Exploratory subgroup analysis: Subgroup identification approaches in clinical trials
View Presentation View Presentation
Alex Dmitrienko, Quintiles  *Ilya Lipkovich, Quintiles 

Keywords: subgroup analysis, machine learning, exploratory analysis, biomarker identification

Vast literature has been generated in medical and statistical journals over the last 15 years concerning subgroup analysis methodology and the assessment of validity/credibility of subgroup analysis methods for clinical trial data.
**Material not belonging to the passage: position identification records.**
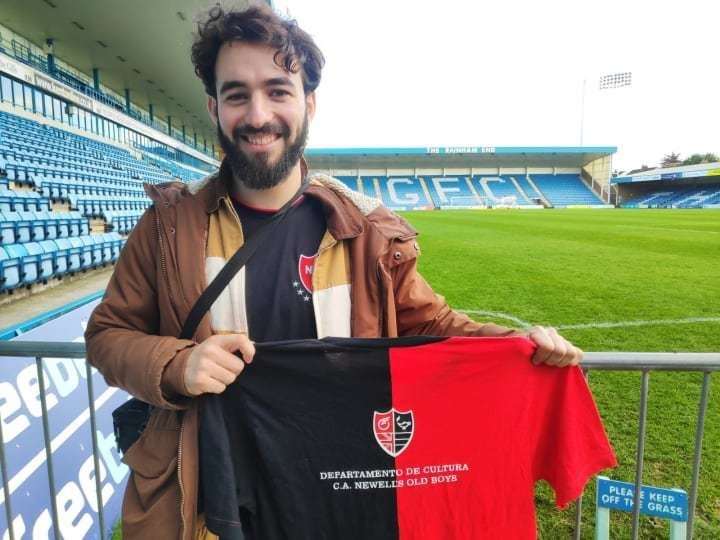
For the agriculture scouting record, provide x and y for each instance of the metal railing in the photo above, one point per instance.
(644, 363)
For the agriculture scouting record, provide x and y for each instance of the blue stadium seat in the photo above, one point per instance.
(565, 190)
(45, 261)
(8, 234)
(117, 243)
(37, 227)
(85, 252)
(105, 246)
(95, 249)
(9, 271)
(49, 222)
(59, 260)
(28, 262)
(73, 247)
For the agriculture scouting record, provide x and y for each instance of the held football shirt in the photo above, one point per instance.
(412, 438)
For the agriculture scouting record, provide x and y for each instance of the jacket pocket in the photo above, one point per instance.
(153, 460)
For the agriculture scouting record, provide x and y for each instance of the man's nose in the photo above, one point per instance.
(258, 113)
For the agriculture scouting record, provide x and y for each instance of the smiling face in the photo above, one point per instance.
(261, 113)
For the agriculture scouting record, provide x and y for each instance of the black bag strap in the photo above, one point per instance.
(233, 266)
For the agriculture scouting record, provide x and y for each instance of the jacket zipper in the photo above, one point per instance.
(182, 490)
(163, 266)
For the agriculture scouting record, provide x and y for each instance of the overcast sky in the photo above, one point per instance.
(510, 73)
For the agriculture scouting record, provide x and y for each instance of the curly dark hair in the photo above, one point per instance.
(258, 24)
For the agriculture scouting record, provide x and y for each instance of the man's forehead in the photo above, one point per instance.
(251, 64)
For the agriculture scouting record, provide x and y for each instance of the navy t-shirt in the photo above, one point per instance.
(278, 277)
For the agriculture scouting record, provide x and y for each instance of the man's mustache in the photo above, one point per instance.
(266, 129)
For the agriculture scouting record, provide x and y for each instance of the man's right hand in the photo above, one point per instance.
(212, 365)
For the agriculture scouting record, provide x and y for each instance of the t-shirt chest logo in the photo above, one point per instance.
(393, 430)
(306, 267)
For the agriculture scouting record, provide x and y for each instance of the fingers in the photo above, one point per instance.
(212, 365)
(235, 343)
(544, 343)
(553, 349)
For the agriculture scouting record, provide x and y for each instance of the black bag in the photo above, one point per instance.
(131, 418)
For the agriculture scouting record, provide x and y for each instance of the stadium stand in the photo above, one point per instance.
(450, 191)
(501, 190)
(404, 193)
(367, 185)
(565, 190)
(677, 197)
(443, 192)
(53, 183)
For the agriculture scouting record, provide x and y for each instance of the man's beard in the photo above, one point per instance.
(254, 171)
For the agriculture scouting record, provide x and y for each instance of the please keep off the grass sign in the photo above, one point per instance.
(669, 504)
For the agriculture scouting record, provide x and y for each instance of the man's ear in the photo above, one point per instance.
(310, 104)
(212, 109)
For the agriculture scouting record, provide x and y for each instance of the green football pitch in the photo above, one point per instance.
(608, 280)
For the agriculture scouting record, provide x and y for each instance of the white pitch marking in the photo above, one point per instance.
(616, 324)
(622, 324)
(666, 229)
(497, 314)
(36, 462)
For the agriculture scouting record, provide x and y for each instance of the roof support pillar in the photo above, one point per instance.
(50, 50)
(96, 79)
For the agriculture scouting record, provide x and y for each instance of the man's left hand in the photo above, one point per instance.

We see a shift from presenting checklists of “good practices” for subgroup analysis to developing more aggressive subgroup/biomarker identification strategies under the umbrella of “individualized medicine/tailored therapeutics”. This presentation will provide a structured overview of several recent subgroup identification methods that originated in data mining and machine learning fields. We discuss some challenges of applying data mining methodology to subgroup identification in the context of clinical data and present a recursive partitioning procedure for subgroup identification SIDEScreen (Lipkovich and Dmitrienko, 2014) which is an extension of the SIDES procedure (Lipkovich et al, 2011). SIDEScreen is an ensemble method based on recursive partitioning. It is different from many other applications of data mining/machine learning to subgroup analysis in that it allows for explicit control of the overall Type I error rates. We will discuss its key elements: (1) generation of multiple promising subgroups based on different splitting criteria, (2) choice of optimal values of complexity parameters via cross-validation, (3) evaluation of variable importance and using variable importance indices for pre-screening covariates, and (4) addressing Type I error rate inflation using a resampling-based method. SIDEScreen procedure will be illustrated using clinical trial example.